Abstract : This manuscript provides a mathematical study of the multiple testing problem in settings motivated by modern applications, for which the number of variables is much larger than the sample size. As we will see, this problem highly depends on the nature of the data and of the desired interpretation of the results.
Chapter 1 is a wide introduction to the multiple testing theme which is intended to be accessible for a possibly non-specialist reader and which includes a presentation of some high-dimensional genomic data. The necessary probabilistic materials are then introduced in Chapter 2, while Chapters 3, 4, 5 and 6 are guided by the findings [P2, P3, P4, P5, P6, P7, P8, P9, P10, P11, P12, P15, P16] listed page 81. Nevertheless, compared to the original papers, I have tried to simplify and unify the studies as much as possible. An effort has also be done for presenting self-contained proofs when possible. Let us also mention that, as an upstream work, I have proposed a survey paper in [P13]. Nevertheless, the overlap between that work and the present manuscript turns out to be only minor.
The publications [P1, P2, P3, P6, P7, P14] correspond to a research (essentially) carried out during my PhD period at the Paris-Sud University and INRA1. The papers [P15, P11] are related to my postdoctoral position at the VU University Amsterdam. I have elaborated the work [P4, P5, P8, P9, P10, P12, P13, P16] afterwards, as a “maître de conférences” at the Pierre et Marie Curie University in Paris.

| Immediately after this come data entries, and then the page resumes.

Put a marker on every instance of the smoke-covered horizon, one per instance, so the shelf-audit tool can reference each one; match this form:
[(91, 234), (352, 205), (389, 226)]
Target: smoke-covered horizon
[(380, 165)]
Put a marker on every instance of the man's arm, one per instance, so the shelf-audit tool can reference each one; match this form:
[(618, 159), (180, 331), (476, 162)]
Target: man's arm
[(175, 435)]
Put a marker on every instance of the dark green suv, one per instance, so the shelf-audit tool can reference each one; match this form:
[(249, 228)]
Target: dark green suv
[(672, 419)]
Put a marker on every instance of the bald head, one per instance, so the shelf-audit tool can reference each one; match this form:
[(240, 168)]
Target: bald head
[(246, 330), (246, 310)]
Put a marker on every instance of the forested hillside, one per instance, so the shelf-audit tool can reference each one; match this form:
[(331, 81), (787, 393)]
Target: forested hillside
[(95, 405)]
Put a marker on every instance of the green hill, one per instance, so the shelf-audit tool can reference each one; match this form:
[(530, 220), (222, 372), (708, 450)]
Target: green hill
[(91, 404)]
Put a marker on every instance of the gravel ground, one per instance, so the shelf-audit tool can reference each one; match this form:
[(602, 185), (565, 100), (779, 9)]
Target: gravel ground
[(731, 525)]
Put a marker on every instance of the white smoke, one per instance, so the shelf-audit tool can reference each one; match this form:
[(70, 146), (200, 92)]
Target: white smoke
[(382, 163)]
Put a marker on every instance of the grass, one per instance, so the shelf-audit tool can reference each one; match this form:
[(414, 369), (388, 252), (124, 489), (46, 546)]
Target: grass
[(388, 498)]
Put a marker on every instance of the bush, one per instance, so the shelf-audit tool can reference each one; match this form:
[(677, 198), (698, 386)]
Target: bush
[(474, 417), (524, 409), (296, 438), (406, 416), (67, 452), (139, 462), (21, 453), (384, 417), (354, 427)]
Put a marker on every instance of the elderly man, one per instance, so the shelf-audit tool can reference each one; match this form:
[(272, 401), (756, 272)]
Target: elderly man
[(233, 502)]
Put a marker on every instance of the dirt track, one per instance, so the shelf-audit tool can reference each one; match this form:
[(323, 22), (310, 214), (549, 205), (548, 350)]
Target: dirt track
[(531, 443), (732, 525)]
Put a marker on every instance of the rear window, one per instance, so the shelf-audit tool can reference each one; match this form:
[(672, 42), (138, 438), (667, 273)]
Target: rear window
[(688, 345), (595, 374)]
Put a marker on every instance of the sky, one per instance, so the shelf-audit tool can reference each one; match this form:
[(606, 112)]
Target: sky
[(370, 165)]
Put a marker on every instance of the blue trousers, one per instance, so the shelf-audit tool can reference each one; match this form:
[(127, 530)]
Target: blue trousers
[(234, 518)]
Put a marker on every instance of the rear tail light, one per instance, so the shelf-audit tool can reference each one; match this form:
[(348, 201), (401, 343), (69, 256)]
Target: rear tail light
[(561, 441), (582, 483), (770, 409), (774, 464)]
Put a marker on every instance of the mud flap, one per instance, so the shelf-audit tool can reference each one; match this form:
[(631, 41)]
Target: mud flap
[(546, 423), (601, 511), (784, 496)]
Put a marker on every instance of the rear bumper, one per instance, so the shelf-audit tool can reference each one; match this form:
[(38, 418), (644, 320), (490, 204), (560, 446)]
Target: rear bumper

Throughout this manuscript, we will see that while the multiple testing problem occurs in various practical and concrete situations, it relies on an astonishingly wide variety of theoretical concepts, as combinatorics, resampling, empirical processes, concentration inequalities, positive dependence, among others. This symbiosis between theory and practice explains the worldwide success of the multiple testing research field, which has become a prominent research area of contemporary statistics.